We have all French made Goiit hatches and port lights (23 in total). Although this company still exists, these particular hatches and their replacement handles – do not. Since I like carrying lots of spares, for every conceivable failure, I decided to get some replacement handles locally made by a 3D printing company. I paid 2550 TL (about $250 CDN) for 6 printed handles. This photo shows the printed handles next to the originals. They look even better in person, and I’m sure will be a fine replacement, when the time comes.
My EchoTech water-maker had two gauges that needed to be replaced. Both were somewhat specialized for seawater, with SS316 components – but the real issue was the 1/4” NPT (national pipe thread) threads. In this case, these gauges are not available outside the North American market. EchoTech was happy to supply them from Trinidad, but I wanted to avoid using another courier service through Istanbul. So, I asked my nephew Mark Ceelen, who lives in Rocky Mountain House Alberta – to buy them for me and send them to me by post. This worked out great, and I’m indebted to Mark for his help in acquiring and posting them to me. However, I did pay sales tax in Canada, and then again in Turkey – which I think is unfair, but not unusual.
Another small job was to install a small yellow LED light to indicate when my spreader lights are on. The mimic never came with this idiot light, but I’ve always wanted to have it.
Although we have great batteries (400Ahr LiFePO4), great chargers (100A and 80A), and great monitors (Victron BMV-712 and Balmar SG200) – I would like to be able to monitor and impact on the State of Charge (SOC) of the battery bank remotely (when we are not on the boat). This is more difficult than it sounds. I solved it by installing a Wyze wifi camera, and a 220V smart plug receptacle. Using an app on my iPhone, I can access my camera and view both SOC meters by tunnelling through the Internet.
Then, if the charge state is low (due to several days of cloudy, rainy weather), I can use another app to turn on a charger that is connected to my Smart Plug.
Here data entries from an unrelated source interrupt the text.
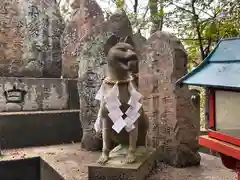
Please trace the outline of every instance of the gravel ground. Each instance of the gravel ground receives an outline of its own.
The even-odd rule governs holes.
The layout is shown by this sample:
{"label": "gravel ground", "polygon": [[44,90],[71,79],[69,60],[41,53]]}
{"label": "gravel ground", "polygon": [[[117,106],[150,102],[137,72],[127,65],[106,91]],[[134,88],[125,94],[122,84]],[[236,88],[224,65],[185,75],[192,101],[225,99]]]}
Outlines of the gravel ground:
{"label": "gravel ground", "polygon": [[[99,153],[83,151],[80,144],[13,149],[3,152],[5,159],[41,156],[66,180],[87,180],[86,164],[96,161]],[[201,165],[173,168],[158,163],[147,180],[236,180],[235,172],[226,169],[217,157],[201,154]]]}

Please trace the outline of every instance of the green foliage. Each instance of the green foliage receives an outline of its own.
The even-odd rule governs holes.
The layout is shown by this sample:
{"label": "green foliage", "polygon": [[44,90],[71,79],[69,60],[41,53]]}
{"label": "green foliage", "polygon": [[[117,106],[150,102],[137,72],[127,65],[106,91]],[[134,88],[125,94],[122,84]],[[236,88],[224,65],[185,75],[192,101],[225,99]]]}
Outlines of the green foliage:
{"label": "green foliage", "polygon": [[123,9],[124,8],[124,0],[116,0],[115,1],[117,8]]}

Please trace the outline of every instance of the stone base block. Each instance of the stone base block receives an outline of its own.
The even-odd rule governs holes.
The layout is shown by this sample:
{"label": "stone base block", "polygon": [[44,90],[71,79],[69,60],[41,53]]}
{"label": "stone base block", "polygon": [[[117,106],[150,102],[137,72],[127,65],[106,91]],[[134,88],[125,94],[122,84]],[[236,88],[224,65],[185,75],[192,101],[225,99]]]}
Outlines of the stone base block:
{"label": "stone base block", "polygon": [[0,112],[3,149],[80,142],[81,138],[79,110]]}
{"label": "stone base block", "polygon": [[[155,149],[139,147],[137,161],[126,164],[127,148],[116,147],[110,153],[110,160],[105,165],[88,165],[89,180],[144,180],[155,167]],[[100,157],[100,155],[99,155]]]}

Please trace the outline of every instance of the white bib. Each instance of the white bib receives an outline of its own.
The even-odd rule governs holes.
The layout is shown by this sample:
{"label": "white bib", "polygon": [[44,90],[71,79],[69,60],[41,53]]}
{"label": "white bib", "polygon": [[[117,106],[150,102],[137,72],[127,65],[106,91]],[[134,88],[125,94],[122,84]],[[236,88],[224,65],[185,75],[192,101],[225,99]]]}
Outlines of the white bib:
{"label": "white bib", "polygon": [[[130,99],[128,104],[130,107],[127,109],[125,113],[123,113],[120,109],[121,102],[119,100],[119,88],[118,83],[116,83],[111,91],[106,94],[104,92],[104,85],[105,82],[102,83],[99,91],[96,94],[95,99],[99,101],[103,101],[105,107],[108,110],[108,117],[112,120],[113,126],[112,128],[117,132],[120,133],[123,128],[126,129],[127,132],[132,131],[135,126],[134,123],[139,118],[140,114],[138,113],[139,109],[141,108],[142,104],[139,103],[142,95],[134,88],[132,82],[129,82],[128,91],[130,93]],[[94,128],[96,132],[100,132],[102,130],[102,121],[100,118],[100,111],[98,112],[97,120],[94,124]],[[126,118],[123,119],[122,116],[126,115]]]}

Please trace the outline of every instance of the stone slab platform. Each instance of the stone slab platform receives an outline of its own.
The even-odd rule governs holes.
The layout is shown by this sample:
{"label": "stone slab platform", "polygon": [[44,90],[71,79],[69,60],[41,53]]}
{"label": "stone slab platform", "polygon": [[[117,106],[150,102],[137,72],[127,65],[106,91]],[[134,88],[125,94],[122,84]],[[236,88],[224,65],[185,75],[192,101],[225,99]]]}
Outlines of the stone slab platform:
{"label": "stone slab platform", "polygon": [[80,142],[79,110],[0,112],[1,148]]}
{"label": "stone slab platform", "polygon": [[[219,158],[203,153],[200,154],[202,157],[200,166],[178,169],[167,166],[164,163],[159,163],[147,180],[237,179],[236,173],[226,169]],[[84,151],[78,143],[4,150],[3,155],[0,160],[40,156],[54,168],[64,180],[87,180],[88,167],[86,164],[94,163],[99,158],[99,153]]]}
{"label": "stone slab platform", "polygon": [[[114,150],[113,150],[114,151]],[[139,147],[137,161],[126,164],[127,148],[112,152],[105,165],[92,163],[88,165],[89,180],[144,180],[155,167],[155,149]],[[100,156],[99,156],[100,157]]]}

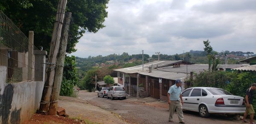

I even have a 220V lamp that can connect to the other Smart Plug receptacle, so if necessary, I can illuminate the SOC meters. It meets my requirements, and the cost is low!
A few weeks ago, we were invited aboard SV Dana Felicia for home cooked (Diane cooked) pizza with Sven, and Pam/Eric. Sven had been sailing around the world on his custom aluminum hull cutter since 2007. He has a lot of miles under the keel and was a fine host.
Finally, the most recent and probably most significant thing to recently happen is that I had another Total Knee Replacement (TKR) done. When in India three years ago, I had my right knee replaced at Aster Med City, a private hospital. The prosthesis is a US made model, by Depuy. Since I went through physio myself, the process was still fresh in my mind.
On 2 December, I went to Baskent University Hospital here in Alanya (about 10 minute taxi ride from the marina) for a dermatologist checkup. After the checkup, I inquired with the International desk if I could make “an appointment” to see an orthopaedic surgeon. The reply was that – at that moment, I could be seen directly, no appointment necessary. After more X-rays and another consult, the doctor suggested that I get a TKR, and that he could do the surgery the following week, on 6 December. I couldn’t believe it!
The Turkish Lira has fallen quite a bit over the past month and the total cost of the operation was a mere $4,900 CDN comparing very favourably to what I paid for the same operation in India ($7,200 CDN) three years ago. These are “bargain basement” prices, no insurance – full cost. At this price, it just wouldn’t make sense to fly back to Canada to get a free operation, particularly with the pandemic in full swing, and the historic wait-times in Canada. Who can see a surgeon on Thursday, and get the operation the following Monday?
The hospital intake, nursing care, cleaning and even the food were just fantastic, first class. As I write this post, I am on day 25 post surgery, and had the 36 staples taken out this morning. My recovery is going very well, and I continue to do my physio exercises five times per day. It’s a long road to full recovery, but I remember it well.